ハルと僕はまるで恋人のように見つめあいながら心を通わせた。
幸せだ・・・僕は精神的充足を感じた。
ハルは手を動かすのをやめ、ぴったりとペニスに添えたまま僕の思いに答える
ように瞳を覗き込んでくる。(ありがとう、私も幸せよ)
そう言っている気がした。ビクビクとペニスが痙攣し始め、
逝くのが確定した。これから精を吐き出すまでの時間、
男が一番気持ちいい時だ。ハルは勢いよくシゴき、
僕はその気持ちよさの中で、ハルの瞳の色が一瞬で変化したのに
気づかなかった。頭が真っ白になる中で懐かしい鼻笑いと共に
信じられない言葉が聞こえてきた。「早く逝っちゃえ、ばーか」

・・・・・どぴゅどぴゅうびゅびゅう・・・・・・

「あははは、出てる、出てる。逝ったね?私に逝かされたね?
これ勝負なんだよね?あんたの意志なんだよね?やった、私淫魔ハンター。
あんた馬鹿じゃないの?ロール村の生き残りなんているはずないじゃん。
全部とっさの作り話なの。君が好きだとか、僕がこうしたいんだとか、
もうお願い笑わせないでって感じ。
まあこんなお人よしのお馬鹿さんじゃ淫魔に騙されて殺されるのが
目に見えているから不合格がピッタシだよね。

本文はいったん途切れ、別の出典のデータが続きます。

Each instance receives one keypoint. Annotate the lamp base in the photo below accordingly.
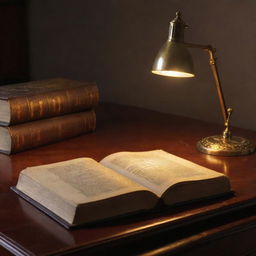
(217, 145)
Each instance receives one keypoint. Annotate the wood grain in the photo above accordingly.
(132, 129)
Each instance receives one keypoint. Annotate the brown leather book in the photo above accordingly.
(25, 102)
(41, 132)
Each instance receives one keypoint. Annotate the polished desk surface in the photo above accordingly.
(203, 226)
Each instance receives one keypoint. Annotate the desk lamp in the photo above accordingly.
(175, 60)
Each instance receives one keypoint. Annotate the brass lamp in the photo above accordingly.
(175, 60)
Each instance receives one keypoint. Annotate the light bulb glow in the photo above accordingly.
(172, 73)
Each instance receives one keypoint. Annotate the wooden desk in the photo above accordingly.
(219, 227)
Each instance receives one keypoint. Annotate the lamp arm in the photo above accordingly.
(226, 112)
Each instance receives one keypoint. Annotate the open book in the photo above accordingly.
(82, 190)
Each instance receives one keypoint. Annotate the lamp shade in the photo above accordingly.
(174, 60)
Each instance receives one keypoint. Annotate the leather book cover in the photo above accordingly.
(45, 131)
(47, 98)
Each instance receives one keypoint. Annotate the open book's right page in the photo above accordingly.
(173, 178)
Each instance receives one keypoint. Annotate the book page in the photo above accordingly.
(81, 180)
(157, 169)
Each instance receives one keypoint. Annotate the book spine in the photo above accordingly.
(45, 131)
(56, 103)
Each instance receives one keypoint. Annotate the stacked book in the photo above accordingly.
(41, 112)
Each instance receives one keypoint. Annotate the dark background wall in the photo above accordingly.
(114, 42)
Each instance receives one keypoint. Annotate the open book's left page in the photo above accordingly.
(82, 190)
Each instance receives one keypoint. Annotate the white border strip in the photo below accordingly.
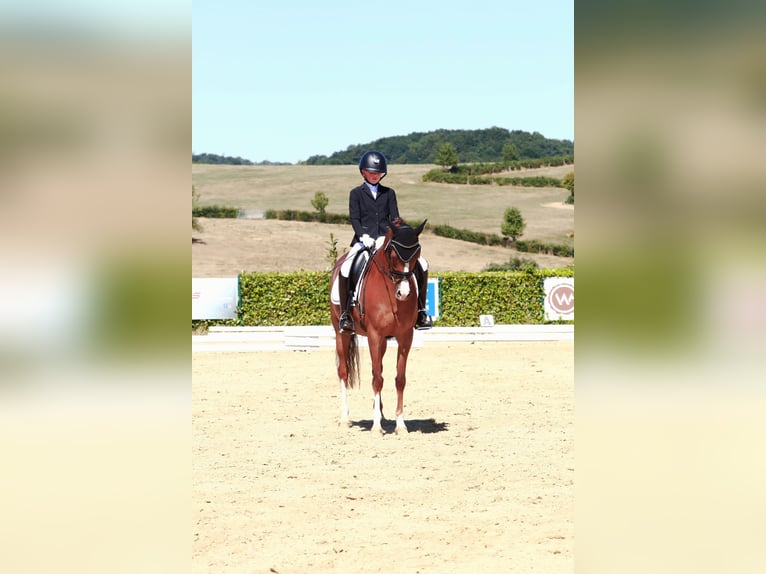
(245, 339)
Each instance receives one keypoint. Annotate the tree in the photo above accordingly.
(513, 224)
(446, 156)
(510, 154)
(567, 182)
(320, 202)
(196, 225)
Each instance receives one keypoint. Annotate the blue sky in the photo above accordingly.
(285, 80)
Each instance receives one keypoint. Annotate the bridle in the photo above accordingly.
(394, 275)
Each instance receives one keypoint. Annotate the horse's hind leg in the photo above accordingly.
(401, 380)
(342, 351)
(377, 350)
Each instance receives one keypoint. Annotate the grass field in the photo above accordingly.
(475, 207)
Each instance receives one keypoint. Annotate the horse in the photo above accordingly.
(386, 309)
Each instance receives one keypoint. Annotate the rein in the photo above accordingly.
(392, 274)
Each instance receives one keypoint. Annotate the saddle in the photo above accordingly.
(358, 270)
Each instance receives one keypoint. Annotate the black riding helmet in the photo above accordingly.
(373, 161)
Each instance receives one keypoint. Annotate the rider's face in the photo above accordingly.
(372, 177)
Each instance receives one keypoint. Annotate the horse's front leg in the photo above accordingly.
(377, 350)
(401, 379)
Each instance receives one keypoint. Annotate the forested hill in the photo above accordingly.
(484, 145)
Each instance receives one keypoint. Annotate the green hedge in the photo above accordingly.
(218, 211)
(301, 298)
(309, 216)
(270, 299)
(512, 297)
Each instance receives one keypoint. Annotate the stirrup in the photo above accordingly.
(424, 320)
(345, 324)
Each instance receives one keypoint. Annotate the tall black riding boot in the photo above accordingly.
(345, 323)
(424, 320)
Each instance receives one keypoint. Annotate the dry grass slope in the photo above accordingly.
(233, 246)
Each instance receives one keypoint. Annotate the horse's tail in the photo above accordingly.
(352, 363)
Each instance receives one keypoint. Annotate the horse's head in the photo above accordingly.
(402, 249)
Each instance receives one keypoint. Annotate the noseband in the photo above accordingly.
(393, 274)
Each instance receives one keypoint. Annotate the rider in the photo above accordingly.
(372, 207)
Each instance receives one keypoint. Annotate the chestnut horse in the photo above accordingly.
(387, 307)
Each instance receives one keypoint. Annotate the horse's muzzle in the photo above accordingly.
(402, 290)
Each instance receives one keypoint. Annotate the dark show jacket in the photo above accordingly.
(370, 215)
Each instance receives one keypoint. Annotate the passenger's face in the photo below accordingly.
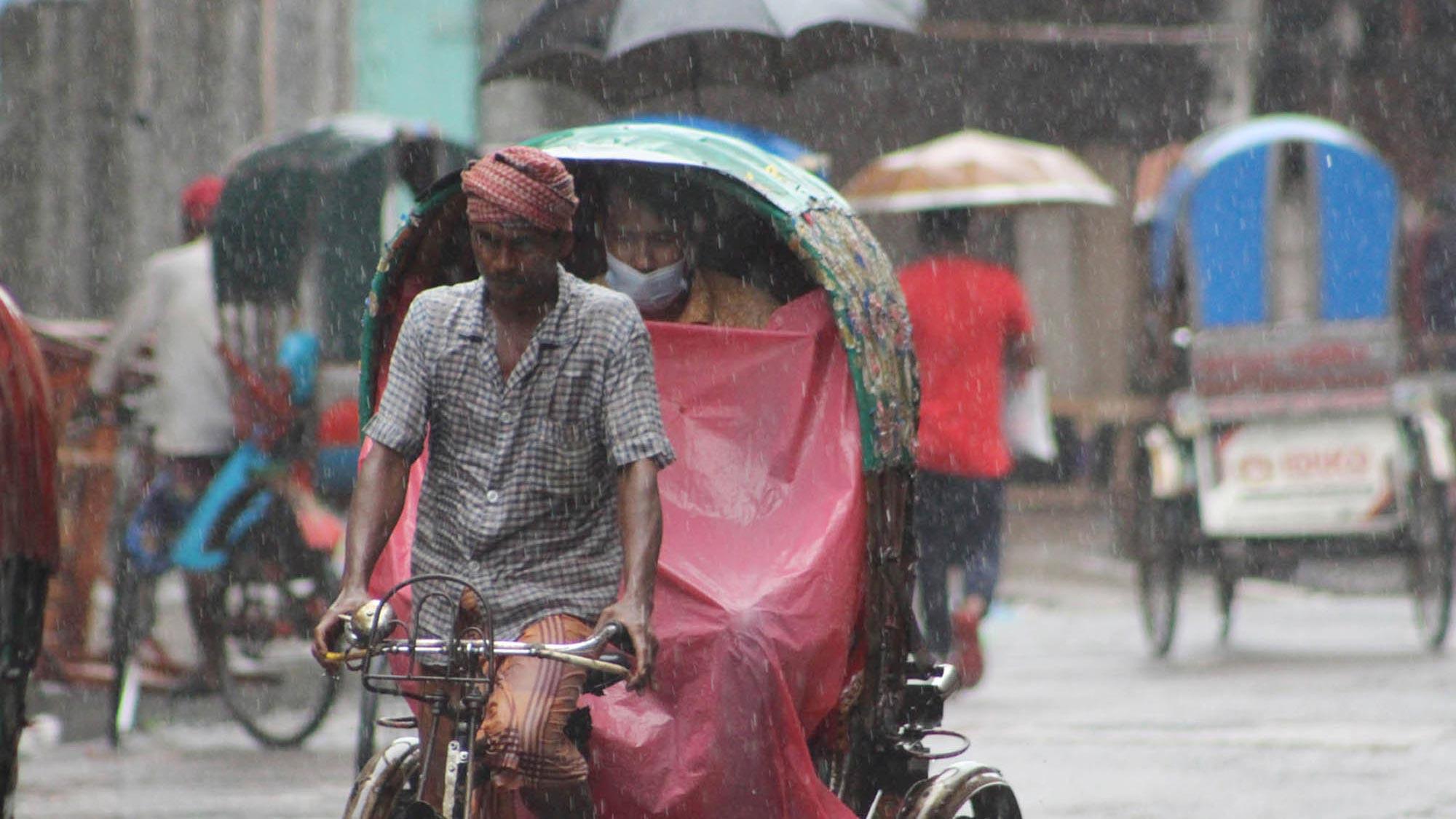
(518, 263)
(641, 237)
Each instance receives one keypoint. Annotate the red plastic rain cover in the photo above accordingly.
(759, 582)
(28, 518)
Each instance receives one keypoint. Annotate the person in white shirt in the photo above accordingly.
(189, 408)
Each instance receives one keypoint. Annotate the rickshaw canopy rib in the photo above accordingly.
(818, 225)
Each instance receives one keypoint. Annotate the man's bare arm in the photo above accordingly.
(640, 513)
(379, 497)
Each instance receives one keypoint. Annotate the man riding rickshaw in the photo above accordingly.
(777, 624)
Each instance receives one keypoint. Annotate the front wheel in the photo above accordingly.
(1431, 558)
(968, 790)
(1160, 571)
(387, 781)
(1227, 587)
(273, 595)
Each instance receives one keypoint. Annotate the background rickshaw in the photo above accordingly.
(295, 238)
(1291, 427)
(788, 668)
(30, 538)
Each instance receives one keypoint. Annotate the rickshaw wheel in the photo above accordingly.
(276, 590)
(387, 781)
(1431, 557)
(1160, 571)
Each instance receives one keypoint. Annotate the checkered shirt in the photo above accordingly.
(521, 494)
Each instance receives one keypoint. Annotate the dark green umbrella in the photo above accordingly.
(318, 197)
(622, 52)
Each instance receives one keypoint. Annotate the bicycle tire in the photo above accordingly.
(1431, 557)
(385, 781)
(273, 595)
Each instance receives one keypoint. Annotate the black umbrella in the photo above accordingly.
(624, 52)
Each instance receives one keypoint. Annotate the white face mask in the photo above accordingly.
(653, 292)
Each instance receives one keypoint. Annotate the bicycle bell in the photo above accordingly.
(372, 622)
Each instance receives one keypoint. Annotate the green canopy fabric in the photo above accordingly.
(810, 216)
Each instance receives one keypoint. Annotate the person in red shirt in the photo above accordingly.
(972, 330)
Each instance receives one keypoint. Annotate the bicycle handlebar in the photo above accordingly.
(573, 653)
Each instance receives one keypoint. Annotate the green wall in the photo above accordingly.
(419, 60)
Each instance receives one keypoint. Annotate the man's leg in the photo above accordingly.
(982, 567)
(523, 733)
(988, 510)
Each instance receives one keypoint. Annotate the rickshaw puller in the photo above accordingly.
(537, 389)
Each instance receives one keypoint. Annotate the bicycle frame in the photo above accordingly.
(464, 682)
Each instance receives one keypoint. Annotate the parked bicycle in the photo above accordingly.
(257, 585)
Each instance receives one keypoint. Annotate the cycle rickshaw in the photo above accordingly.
(1292, 426)
(790, 681)
(296, 237)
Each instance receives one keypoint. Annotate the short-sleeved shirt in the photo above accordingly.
(521, 490)
(963, 315)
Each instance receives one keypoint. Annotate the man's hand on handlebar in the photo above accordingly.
(331, 625)
(636, 617)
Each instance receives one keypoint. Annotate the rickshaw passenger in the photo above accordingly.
(650, 237)
(970, 325)
(535, 388)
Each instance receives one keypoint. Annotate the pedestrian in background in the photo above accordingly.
(189, 410)
(972, 331)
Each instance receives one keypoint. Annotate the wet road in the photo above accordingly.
(1321, 705)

じゃあね、おまぬけさん」

ハルは僕を振り返らず部屋から消えていった。
僕は人生で一番悔しい涙を流しながら自分に何が足りないのか教えられた気がした。



―――――――――――――――――――――――――――――――――――――
                           
「あっダーリン、受かったよー」
「凄いなあ、どうやって勝ったんだ、相手は強かったんだろ?」
「えへへへ、ひ・み・つ。それより早くエッチしようよ。
ハルもう我慢できないの」
「エッチしてきたばっかりじゃないのか?」
「う〜ん、弱すぎたからエッチになんなかった」

おしまい
エロくないです。マゾ専用です。